The BclB Glycoprotein of Bacillus anthracis is Involved in Exosporium Integrity

Department of Veterinary Pathobiology and Bond Life Sciences Center, University of Missouri, Columbia, MO 65211, Department of Diagnostic Medicine/Pathobiology, Kansas State University, and Department of Pathology, Microbiology, and Immunology, University of South Carolina School of Medicine, Columbia SC, 29208

^* To whom correspondence should be addressed. Email: stewartgc{at}missouri.edu.

	Abstract

Anthrax is a highly fatal disease caused by the Gram-positive, endospore-forming, rod-shaped bacterium Bacillus anthracis. Spores, rather than vegetative bacterial cells, are the source of anthrax infections. Spores of B. anthracis are enclosed by a prominent loose-fitting structure called the exosporium. The exosporium is composed of a basal layer and an external hair-like nap. Filaments of the hair-like nap are made up largely of a single collagen-like glycoprotein called BclA. A second glycoprotein, BclB, has been identified in the exosporium layer.

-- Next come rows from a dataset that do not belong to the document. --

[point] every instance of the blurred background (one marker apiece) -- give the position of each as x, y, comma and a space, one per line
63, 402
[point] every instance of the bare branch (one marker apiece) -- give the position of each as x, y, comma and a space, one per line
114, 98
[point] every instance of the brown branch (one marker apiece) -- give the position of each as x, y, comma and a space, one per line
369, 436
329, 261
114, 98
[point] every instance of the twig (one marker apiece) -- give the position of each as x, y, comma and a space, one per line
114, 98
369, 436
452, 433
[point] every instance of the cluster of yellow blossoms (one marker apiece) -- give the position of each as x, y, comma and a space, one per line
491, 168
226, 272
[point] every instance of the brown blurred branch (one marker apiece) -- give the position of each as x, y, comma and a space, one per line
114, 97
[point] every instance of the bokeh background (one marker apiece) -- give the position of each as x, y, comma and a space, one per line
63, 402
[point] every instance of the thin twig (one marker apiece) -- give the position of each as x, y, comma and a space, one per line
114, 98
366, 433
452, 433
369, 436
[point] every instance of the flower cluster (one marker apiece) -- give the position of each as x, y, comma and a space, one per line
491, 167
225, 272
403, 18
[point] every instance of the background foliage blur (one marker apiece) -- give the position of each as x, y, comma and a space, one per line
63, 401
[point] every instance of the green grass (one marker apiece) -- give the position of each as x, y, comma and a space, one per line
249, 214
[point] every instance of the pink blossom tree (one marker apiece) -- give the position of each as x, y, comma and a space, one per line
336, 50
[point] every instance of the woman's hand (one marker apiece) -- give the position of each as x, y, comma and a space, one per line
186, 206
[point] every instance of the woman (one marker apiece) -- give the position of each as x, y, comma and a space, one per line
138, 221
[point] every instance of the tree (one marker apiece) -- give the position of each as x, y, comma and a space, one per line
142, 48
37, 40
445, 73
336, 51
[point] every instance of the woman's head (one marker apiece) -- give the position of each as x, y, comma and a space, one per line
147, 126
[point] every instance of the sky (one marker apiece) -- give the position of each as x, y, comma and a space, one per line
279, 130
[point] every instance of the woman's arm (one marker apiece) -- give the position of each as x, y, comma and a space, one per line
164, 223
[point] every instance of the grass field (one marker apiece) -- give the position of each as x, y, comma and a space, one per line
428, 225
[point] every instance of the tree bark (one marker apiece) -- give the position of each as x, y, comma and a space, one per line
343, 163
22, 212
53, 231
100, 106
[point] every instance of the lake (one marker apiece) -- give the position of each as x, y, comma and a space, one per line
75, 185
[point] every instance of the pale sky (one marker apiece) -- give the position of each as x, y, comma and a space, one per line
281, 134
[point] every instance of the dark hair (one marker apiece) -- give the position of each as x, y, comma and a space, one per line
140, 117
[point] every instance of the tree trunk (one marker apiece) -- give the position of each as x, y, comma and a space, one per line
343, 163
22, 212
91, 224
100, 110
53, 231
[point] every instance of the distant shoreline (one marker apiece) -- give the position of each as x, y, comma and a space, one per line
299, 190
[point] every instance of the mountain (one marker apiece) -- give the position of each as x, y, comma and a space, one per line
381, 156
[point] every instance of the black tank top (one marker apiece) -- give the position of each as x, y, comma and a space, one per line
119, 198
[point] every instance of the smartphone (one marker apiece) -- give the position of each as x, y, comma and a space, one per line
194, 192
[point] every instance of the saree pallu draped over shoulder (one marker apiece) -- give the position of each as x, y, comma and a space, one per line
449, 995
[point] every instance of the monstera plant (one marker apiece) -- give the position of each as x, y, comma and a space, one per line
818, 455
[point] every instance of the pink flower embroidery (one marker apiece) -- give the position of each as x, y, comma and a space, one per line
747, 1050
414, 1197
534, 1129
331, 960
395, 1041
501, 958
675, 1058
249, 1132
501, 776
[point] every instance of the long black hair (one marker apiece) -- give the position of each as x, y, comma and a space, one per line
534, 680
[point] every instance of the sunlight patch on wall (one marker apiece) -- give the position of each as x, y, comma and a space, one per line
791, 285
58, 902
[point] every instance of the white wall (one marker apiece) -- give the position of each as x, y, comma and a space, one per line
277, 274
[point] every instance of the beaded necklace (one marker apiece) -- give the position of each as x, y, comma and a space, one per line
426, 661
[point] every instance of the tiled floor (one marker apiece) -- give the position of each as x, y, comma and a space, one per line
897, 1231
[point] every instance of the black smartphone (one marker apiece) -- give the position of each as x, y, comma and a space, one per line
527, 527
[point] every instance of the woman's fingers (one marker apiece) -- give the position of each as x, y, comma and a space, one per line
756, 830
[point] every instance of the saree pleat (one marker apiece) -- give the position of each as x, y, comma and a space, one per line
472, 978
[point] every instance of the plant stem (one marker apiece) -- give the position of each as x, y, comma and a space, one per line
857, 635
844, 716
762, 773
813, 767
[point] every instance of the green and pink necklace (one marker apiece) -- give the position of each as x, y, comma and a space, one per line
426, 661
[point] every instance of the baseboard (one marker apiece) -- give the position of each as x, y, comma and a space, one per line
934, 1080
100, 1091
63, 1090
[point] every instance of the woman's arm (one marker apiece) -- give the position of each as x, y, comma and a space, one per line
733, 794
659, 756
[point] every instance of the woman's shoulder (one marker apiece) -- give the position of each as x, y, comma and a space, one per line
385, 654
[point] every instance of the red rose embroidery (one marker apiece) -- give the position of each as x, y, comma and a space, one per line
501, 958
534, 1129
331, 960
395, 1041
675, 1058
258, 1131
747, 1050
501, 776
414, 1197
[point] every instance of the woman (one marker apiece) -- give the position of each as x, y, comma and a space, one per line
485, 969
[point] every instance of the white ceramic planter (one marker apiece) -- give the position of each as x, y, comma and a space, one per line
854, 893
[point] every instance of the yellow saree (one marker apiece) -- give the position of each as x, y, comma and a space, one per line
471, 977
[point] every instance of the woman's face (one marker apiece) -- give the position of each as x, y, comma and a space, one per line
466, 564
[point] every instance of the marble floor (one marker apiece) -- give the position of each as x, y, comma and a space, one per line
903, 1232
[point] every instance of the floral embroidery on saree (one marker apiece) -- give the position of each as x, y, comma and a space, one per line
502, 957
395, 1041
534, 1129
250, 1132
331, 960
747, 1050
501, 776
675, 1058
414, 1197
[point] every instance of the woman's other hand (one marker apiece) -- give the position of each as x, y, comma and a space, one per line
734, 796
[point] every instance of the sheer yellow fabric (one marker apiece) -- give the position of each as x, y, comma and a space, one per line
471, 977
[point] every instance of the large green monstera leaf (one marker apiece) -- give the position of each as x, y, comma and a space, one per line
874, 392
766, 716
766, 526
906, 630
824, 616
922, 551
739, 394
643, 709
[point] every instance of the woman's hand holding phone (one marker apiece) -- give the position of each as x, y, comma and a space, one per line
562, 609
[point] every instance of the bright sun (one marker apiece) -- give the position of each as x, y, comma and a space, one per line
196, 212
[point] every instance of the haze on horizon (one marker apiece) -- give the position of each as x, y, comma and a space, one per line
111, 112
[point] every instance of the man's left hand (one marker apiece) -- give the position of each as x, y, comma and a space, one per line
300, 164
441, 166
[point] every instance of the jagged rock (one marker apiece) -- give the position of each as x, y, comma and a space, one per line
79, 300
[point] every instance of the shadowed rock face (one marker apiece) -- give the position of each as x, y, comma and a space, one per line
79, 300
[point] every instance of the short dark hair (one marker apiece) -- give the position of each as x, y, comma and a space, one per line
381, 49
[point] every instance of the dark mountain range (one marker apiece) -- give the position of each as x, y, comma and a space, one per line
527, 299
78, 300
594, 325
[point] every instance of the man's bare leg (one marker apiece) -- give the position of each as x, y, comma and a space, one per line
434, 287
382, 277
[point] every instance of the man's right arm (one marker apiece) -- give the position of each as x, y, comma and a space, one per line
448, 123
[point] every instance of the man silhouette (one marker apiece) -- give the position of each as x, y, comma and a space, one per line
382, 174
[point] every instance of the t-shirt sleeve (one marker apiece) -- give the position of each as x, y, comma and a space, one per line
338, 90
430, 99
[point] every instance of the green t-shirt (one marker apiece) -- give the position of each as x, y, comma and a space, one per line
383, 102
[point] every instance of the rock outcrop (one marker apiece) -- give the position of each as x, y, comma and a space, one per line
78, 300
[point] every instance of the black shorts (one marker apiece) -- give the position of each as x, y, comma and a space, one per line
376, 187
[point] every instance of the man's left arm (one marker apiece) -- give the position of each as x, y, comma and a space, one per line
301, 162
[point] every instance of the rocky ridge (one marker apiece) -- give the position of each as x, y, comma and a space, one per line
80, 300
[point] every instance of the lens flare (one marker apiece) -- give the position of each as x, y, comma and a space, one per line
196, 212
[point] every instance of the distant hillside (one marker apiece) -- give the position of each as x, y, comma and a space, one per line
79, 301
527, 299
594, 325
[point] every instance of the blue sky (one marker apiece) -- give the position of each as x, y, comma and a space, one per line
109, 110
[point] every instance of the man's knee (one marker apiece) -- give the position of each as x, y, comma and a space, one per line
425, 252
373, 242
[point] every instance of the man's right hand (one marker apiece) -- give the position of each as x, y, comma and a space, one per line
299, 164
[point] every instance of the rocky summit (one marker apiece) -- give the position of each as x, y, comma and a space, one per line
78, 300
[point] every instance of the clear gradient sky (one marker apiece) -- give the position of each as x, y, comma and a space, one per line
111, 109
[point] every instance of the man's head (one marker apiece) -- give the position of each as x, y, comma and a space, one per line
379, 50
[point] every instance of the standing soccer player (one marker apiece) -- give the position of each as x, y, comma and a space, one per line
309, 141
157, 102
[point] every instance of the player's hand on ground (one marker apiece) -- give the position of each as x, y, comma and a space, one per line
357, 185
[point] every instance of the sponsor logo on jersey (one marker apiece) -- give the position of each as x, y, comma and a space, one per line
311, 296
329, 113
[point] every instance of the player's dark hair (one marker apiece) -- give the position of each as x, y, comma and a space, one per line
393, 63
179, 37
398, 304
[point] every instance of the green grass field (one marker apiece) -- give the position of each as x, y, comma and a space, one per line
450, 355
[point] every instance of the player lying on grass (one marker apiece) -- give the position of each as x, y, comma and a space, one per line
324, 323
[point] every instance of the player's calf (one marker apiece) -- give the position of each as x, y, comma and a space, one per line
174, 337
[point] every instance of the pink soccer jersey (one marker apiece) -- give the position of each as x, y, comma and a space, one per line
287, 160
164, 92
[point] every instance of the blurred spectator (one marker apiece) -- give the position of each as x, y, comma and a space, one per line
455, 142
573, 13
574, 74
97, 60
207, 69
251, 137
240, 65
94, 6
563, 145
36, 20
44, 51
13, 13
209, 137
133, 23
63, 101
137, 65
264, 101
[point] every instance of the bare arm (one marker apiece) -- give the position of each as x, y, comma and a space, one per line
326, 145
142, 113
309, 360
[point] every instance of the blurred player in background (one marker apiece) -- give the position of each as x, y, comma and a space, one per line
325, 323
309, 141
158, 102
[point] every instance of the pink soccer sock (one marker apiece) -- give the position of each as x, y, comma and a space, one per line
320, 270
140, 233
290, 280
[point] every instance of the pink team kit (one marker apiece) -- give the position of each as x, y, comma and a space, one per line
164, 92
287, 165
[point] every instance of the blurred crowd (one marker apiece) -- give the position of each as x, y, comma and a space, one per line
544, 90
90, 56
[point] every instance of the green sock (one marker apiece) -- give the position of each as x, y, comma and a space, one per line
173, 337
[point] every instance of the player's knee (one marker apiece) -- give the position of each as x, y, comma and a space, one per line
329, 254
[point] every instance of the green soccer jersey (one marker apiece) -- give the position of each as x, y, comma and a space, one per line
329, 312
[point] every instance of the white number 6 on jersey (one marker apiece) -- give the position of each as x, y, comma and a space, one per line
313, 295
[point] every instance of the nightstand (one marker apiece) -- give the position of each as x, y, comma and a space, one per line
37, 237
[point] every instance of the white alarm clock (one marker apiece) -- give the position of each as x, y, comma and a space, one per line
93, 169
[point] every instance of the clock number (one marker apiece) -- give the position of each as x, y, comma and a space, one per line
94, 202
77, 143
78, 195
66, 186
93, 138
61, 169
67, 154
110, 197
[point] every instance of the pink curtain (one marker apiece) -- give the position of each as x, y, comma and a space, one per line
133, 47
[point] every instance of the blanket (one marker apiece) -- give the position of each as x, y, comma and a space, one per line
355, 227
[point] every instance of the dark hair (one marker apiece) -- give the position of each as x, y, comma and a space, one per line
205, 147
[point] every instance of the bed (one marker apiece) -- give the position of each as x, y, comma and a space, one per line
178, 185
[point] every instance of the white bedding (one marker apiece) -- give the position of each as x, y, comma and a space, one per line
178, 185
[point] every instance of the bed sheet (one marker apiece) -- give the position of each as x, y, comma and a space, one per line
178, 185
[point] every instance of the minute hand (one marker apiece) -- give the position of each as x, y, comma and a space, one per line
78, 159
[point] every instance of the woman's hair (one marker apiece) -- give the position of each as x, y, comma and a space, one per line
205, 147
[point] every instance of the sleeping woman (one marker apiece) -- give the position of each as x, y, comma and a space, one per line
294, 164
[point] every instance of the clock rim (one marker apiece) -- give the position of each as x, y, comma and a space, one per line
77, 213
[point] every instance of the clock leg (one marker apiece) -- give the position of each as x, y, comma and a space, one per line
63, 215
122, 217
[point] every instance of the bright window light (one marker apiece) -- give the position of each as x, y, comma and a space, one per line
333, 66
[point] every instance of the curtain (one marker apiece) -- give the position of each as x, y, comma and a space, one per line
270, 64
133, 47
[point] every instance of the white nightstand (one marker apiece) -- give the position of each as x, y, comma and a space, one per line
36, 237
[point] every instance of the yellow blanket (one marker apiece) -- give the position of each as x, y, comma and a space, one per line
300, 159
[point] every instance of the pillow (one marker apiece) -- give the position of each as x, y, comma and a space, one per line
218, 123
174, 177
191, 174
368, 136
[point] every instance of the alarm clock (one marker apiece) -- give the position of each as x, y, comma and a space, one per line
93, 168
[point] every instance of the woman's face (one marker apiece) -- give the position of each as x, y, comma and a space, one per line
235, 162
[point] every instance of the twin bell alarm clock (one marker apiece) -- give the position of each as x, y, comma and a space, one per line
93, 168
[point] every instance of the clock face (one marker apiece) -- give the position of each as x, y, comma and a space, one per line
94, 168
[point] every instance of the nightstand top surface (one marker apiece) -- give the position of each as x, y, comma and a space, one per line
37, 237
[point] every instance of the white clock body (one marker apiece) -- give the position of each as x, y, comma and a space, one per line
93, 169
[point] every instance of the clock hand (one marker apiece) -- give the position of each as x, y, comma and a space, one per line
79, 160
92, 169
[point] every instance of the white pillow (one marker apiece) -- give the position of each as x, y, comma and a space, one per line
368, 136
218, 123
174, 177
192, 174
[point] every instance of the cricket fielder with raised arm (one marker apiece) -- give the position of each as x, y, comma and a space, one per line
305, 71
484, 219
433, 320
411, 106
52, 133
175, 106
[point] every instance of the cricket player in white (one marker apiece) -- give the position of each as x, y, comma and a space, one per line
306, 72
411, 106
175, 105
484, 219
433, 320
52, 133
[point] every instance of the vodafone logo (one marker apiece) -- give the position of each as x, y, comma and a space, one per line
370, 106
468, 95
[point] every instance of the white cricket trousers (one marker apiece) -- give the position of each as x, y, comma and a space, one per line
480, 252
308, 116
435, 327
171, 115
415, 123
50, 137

The specific location of this glycoprotein within the exosporium layer and its role in the biology of the spore are unknown. We created a mutant strain of B. anthracis Sterne that carries a deletion of the bclB gene. The mutant was found to possess structural defects in the exosporium layer of the spore (visualized by electron microscopy, immunofluorescence, and flow cytometry) resulting in an exosporium that is more fragile than that of a wild-type spore and is easily lost. Immunofluorescence studies also indicated that the mutant strain produced spores with increased levels of the BclA glycoprotein accessible to the antibodies on the surface. The resistance properties of the mutant spores were unchanged from that of the wild-type spores. A bclB mutation did not affect spore germination or kinetics of spore survival within macrophages. BclB plays a key role in the formation and maintenance of the exosporium structure in B. anthracis.